I was curious as to how the crew managed this, whether one watch was shorter each night they adjusted the ship's clock, but it was explained to me that they advance the clock by twenty minutes during each of the three, four-hour watches at night so each watch is shortened by an equal amount.

Helpful Reference

Before leaving Singapore I was lucky to stumble across a very helpful paperback: The Oxford Companion to Ships and the Sea, edited by I.C.B. Dear and Peter Kemp, ISBN: 978-0-19-920568-4. In addition to being a first class reference book with all the expected definitions and illustrations of shipboard equipment, it's also filled with many biographies of interesting explorers and navigators plus histories of famous ships and accounts of many overlooked nautical events. It's very well cross-referenced and indexed and it's provided me with a great many hours of enjoyable and educational reading. It's been a terrific adjunct to the first-hand information the officers and crew have so generously shared.

Lifeboat Drills

In a short while we'll have one of our regular muster and lifeboat drills. We have these at fairly regular intervals and as passengers our roles are fairly simple; show up at the mustering station on the A-deck with helmet, life vest and perhaps the immersion suit; after all are properly accounted for proceed the C-deck and clamber into the Free Fall Boat (FFB). In the event of an actual emergency, follow the instructions of the Chief Officer.

As you can imagine, safety is a paramount concern of all on board since assistance can be a long time coming. In most cases, the crew is dependent on themselves and they need to be prepared for a wide range of eventualities.

The Free Fall Boat is our emergency escape mechanism in the event we would have to abandon ship. It's a rather futuristic looking, fully enclosed, safety-orange colored craft mounted on an angled launch at the aft end of the ship. I've seen identical or similar craft on most of the other larger cargo vessels we've passed.

Since the rear hatch is conveniently located right outside my window I can easily see the dimensions painted on its stern: 7.4 meters in length, 2.66 in width and a height of 1.07. Into this small space there are seats for 36 persons. The majority of the seats are arrayed two abreast down both sides of the boat, facing aft towards the entry hatch. The craft is pointed nose downwards at a fairly steep angle, about 45 degrees, to facilitate its launch, so entering it is like walking down a steep stairway.

The seats are in two levels, with 31 of them on the lower level and facing essentially "up", or back towards the entry hatch, so it takes a bit of agility to swing into our assigned places. Each passenger and crew member has an assigned seat. The seats are very snug and equipped with a four-point, seatbelt-type harness that we need to secure. The idea being that in the event of a real emergency we would drop backwards into the water from the launching mechanism and the harnesses would keep us from bouncing around and injuring ourselves. A rough estimate is that it's about an eight meter drop from the nose of the craft to the waterline.

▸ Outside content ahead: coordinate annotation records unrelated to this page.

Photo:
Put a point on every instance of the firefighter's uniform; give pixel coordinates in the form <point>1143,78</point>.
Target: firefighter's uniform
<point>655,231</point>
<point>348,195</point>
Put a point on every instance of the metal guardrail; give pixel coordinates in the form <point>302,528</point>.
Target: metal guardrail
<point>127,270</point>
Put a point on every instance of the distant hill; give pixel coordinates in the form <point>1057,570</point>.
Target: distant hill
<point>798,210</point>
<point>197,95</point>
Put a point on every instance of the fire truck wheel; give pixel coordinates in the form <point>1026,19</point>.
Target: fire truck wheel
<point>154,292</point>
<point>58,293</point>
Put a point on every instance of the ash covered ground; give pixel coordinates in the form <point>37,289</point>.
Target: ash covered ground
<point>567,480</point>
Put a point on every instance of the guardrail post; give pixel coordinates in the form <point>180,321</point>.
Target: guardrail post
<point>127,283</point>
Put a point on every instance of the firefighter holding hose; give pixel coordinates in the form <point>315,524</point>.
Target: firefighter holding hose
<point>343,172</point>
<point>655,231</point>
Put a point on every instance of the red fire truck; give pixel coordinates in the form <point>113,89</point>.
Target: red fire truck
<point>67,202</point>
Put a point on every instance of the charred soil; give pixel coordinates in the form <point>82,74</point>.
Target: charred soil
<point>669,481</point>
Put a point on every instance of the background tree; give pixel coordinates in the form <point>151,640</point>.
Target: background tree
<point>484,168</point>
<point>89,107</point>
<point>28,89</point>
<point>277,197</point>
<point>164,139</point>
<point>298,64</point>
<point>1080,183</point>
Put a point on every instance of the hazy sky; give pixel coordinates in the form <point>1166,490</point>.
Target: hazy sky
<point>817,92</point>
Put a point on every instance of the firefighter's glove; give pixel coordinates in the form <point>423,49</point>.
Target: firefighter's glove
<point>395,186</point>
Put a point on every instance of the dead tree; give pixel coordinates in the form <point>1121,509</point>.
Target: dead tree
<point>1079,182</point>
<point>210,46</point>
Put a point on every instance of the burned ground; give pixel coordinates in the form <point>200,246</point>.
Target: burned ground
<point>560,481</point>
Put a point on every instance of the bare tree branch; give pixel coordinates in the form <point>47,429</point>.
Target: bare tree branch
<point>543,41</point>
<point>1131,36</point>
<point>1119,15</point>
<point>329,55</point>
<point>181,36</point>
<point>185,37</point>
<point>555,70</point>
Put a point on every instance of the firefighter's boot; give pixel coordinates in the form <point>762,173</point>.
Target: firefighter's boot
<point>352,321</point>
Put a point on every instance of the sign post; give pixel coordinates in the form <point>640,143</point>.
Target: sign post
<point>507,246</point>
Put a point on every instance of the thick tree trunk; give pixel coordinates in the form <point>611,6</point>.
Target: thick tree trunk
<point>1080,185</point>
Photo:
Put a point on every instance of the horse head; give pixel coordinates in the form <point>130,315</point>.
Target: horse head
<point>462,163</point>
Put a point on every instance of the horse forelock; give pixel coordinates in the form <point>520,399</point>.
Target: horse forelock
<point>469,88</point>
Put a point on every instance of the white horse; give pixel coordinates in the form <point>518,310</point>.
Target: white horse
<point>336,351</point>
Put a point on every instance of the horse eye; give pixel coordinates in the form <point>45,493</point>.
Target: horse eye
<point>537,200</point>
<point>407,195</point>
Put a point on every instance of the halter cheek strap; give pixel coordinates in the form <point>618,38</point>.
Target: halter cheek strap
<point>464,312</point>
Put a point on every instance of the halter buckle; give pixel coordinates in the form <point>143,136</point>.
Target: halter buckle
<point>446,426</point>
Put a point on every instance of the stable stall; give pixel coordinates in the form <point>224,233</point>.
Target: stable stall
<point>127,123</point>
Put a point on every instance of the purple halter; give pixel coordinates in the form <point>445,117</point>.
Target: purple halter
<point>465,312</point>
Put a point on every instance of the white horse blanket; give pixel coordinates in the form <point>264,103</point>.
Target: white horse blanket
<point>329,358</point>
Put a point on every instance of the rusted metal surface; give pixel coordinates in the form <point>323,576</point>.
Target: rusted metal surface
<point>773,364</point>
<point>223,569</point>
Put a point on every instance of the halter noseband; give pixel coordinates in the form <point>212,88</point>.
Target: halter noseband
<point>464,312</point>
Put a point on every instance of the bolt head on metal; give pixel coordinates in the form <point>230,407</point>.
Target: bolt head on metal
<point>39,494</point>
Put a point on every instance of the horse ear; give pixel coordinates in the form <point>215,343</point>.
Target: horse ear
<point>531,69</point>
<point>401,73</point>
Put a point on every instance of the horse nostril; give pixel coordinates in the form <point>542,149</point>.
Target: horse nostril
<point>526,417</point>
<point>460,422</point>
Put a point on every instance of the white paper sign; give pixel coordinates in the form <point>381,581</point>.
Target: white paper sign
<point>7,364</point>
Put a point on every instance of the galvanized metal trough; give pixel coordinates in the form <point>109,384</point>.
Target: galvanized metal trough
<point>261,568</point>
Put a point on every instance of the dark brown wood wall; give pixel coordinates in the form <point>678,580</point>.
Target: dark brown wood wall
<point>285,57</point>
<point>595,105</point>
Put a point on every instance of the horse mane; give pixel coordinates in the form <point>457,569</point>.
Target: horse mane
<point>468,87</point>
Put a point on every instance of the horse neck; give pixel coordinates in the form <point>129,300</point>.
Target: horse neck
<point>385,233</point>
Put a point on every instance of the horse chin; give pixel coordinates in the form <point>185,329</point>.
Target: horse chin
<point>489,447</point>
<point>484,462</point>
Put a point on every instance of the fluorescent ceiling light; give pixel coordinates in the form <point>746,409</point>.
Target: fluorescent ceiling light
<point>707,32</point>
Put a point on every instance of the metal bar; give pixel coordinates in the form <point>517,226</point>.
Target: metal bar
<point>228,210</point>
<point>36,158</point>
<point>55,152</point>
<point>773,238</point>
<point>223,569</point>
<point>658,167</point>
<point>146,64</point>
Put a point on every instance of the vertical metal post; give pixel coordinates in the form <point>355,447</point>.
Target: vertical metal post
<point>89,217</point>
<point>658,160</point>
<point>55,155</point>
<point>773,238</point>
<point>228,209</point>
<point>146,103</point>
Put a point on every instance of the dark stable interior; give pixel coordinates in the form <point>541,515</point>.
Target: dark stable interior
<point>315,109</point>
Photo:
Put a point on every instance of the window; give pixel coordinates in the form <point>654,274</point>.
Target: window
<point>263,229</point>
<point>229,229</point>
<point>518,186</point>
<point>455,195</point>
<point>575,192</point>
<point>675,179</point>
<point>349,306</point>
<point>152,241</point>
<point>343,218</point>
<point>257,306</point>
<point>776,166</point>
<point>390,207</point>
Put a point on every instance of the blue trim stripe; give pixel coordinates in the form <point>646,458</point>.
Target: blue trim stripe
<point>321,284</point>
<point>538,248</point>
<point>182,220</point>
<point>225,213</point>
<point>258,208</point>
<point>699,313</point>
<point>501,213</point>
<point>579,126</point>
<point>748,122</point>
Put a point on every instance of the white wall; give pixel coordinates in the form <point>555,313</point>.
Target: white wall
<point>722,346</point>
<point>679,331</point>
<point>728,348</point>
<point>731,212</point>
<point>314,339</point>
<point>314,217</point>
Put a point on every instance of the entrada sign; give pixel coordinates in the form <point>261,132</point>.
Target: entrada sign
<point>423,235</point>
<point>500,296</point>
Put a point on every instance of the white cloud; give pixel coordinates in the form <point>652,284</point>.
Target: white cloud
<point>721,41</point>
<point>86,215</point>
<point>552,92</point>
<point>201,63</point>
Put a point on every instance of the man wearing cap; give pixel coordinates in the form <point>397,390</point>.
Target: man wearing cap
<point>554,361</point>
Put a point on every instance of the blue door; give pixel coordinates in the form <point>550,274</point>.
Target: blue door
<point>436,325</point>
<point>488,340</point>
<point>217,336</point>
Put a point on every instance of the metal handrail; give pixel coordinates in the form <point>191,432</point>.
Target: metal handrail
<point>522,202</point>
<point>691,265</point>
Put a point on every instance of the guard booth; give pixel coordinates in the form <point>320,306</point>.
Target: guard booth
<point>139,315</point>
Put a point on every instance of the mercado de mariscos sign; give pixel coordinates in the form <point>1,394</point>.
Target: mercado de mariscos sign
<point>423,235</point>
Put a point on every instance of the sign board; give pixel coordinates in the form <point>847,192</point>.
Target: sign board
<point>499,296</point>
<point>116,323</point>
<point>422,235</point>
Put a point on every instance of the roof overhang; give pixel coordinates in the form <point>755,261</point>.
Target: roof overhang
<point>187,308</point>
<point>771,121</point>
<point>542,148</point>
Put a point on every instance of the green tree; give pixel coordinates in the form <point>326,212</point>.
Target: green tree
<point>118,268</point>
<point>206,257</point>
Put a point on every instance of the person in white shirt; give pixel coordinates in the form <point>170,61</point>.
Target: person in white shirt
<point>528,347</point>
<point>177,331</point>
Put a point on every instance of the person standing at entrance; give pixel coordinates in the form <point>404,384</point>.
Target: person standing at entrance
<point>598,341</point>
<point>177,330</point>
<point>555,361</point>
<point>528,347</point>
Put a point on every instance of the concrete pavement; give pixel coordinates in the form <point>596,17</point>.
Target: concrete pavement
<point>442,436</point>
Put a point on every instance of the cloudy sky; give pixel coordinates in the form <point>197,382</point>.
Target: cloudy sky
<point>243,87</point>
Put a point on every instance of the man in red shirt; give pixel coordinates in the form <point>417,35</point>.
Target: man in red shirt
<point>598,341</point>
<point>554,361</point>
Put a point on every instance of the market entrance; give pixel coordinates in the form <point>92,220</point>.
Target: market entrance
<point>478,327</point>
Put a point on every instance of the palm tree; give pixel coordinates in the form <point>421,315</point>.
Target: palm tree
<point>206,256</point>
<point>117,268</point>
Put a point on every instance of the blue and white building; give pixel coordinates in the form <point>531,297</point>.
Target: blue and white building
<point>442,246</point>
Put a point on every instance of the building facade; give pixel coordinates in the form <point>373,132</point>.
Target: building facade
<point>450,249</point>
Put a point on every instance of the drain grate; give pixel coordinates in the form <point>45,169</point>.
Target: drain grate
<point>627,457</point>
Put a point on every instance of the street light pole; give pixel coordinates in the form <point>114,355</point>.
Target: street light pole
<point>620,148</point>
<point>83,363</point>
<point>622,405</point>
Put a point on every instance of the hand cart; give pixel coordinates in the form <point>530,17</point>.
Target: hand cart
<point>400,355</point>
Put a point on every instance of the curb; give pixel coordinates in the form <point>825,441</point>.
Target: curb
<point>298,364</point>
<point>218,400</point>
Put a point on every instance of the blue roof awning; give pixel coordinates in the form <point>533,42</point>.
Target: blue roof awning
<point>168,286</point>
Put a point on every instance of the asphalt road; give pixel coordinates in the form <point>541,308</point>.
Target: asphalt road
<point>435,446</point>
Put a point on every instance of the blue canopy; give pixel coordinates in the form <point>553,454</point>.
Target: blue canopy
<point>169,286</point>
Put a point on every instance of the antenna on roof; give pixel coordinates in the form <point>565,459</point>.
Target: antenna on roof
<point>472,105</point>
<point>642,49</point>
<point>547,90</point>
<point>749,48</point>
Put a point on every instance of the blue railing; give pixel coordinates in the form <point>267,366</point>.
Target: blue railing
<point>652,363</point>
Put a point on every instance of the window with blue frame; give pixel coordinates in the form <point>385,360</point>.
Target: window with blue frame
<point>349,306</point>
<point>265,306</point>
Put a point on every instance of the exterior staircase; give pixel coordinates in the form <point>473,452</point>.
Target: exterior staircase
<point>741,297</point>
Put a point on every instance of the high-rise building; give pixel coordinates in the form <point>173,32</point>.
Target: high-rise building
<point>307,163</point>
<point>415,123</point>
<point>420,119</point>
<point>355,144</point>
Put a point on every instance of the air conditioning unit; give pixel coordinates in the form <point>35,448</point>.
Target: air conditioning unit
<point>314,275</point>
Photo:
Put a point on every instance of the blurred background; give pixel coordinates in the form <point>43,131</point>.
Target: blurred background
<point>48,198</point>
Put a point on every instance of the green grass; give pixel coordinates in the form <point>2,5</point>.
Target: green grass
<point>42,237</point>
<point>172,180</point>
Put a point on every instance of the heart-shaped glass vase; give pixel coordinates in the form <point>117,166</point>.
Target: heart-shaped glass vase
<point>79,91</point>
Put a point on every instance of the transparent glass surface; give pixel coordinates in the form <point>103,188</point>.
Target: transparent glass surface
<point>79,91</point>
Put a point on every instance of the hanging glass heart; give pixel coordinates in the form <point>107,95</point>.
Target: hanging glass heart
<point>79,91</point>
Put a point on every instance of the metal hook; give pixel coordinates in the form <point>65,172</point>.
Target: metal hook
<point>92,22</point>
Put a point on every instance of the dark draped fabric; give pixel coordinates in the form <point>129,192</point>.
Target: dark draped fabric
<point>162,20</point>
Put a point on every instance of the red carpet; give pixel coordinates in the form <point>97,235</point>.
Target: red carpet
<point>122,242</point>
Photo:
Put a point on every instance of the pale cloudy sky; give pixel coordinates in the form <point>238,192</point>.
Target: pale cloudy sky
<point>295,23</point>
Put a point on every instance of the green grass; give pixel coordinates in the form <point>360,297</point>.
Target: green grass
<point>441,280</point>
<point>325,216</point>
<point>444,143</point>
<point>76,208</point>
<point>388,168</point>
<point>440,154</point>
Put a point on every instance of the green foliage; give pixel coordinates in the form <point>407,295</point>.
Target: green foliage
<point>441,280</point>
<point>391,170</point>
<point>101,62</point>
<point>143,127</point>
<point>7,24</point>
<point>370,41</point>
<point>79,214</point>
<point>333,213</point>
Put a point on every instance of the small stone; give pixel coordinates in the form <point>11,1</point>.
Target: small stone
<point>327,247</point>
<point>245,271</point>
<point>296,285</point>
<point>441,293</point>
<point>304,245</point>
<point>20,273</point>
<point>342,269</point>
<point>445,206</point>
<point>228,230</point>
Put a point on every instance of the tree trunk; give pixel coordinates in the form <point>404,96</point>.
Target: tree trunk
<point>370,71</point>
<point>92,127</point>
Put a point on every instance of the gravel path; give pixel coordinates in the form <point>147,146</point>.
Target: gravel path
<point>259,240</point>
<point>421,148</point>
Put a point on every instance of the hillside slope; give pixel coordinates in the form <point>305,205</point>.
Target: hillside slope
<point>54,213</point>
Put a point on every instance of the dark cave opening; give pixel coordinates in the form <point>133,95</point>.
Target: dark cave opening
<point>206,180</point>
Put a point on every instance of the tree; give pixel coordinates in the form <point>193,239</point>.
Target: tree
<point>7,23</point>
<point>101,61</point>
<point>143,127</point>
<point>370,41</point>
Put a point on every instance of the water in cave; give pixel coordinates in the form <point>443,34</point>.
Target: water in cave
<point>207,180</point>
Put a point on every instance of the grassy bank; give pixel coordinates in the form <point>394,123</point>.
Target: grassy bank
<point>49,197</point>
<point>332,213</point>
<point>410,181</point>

There are also five seats at the rear of the craft perched above the lower level seats with one facing forward. This is where the craft's driver, normally the Chief Officer and the officers would sit. From the outside they are in a raised cupola about a third of the length of the whole craft. The boat is equipped with a motor and outfitted with communication and signaling equipment. There are also emergency stores of food, water and first aid equipment. Each member of the crew is trained in how to launch the FFB and start its engine.

Once the officer in charge of our drill is satisfied with our performance we unhook our harnesses, being careful to leave them arranged so that they are readily accessible for the next drill or real emergency, and then we climb up and out the hatch and back onto the deck. We've also been briefed on the operation of the rescue boat, the launching of the life rafts, and the operation of the emergency generator. There is a lot of emphasis on safety and emergency preparedness on board since help can be a long time coming.

This is pretty much the end of our drill as passengers; the crew then usually continues with various firefighting and rescue drills or a procedure review.